Considerato che nella ordinanza non viene specificato il titolo di reato per il quale l'istante ha riportato la condanna all'ergastolo della cui esecuzione si tratta, nè sono esplicitamente indicati i decreti di indulto che, secondo la valutazione del remittente, sarebbero astrattamente applicabili alla fattispecie;

che il giudice a quo non precisa nemmeno se, anche prescindendosi dalla natura della pena, sussistano in ipotesi tutti i requisiti oggettivi e soggettivi ai quali normalmente i provvedimenti clemenziali subordinano l'operatività del condono;

che mancano, pertanto, i dati essenziali ai fini della valutazione della rilevanza della questione, che va conseguentemente dichiarata manifestamente inammissibile, essendo assorbita da tali rilievi l'eccezione di inammissibilità proposta, sotto altri profili, dall'Avvocatura generale dello Stato.

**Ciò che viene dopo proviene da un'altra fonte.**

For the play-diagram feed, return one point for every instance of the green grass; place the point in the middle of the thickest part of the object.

Visti gli artt. 26, secondo comma, della legge 11 marzo 1953, n. 87, e 9, secondo comma, delle norme integrative per i giudizi davanti alla Corte costituzionale.

PER QUESTI MOTIVI

LA CORTE COSTITUZIONALE

dichiara la manifesta inammissibilità della questione di legittimità costituzionale degli artt. 50, quinto comma, della legge 26 luglio 1975, n. 354 (Norme sull'ordinamento penitenziario e sulla esecuzione delle misure privative e limitative della libertà) e 176, terzo comma, del codice penale, sollevata, in riferimento agli artt. 27, terzo comma, e 3, primo e secondo comma, della Costituzione, dal Tribunale di sorveglianza di Firenze con l'ordinanza in epigrafe.

Così deciso in Roma, nella sede della Corte costituzionale, Palazzo della Consulta, il 19/07/94.

Francesco Paolo CASAVOLA, Presidente

Ugo SPAGNOLI, Redattore

Depositata in cancelleria il 27 Luglio 1994.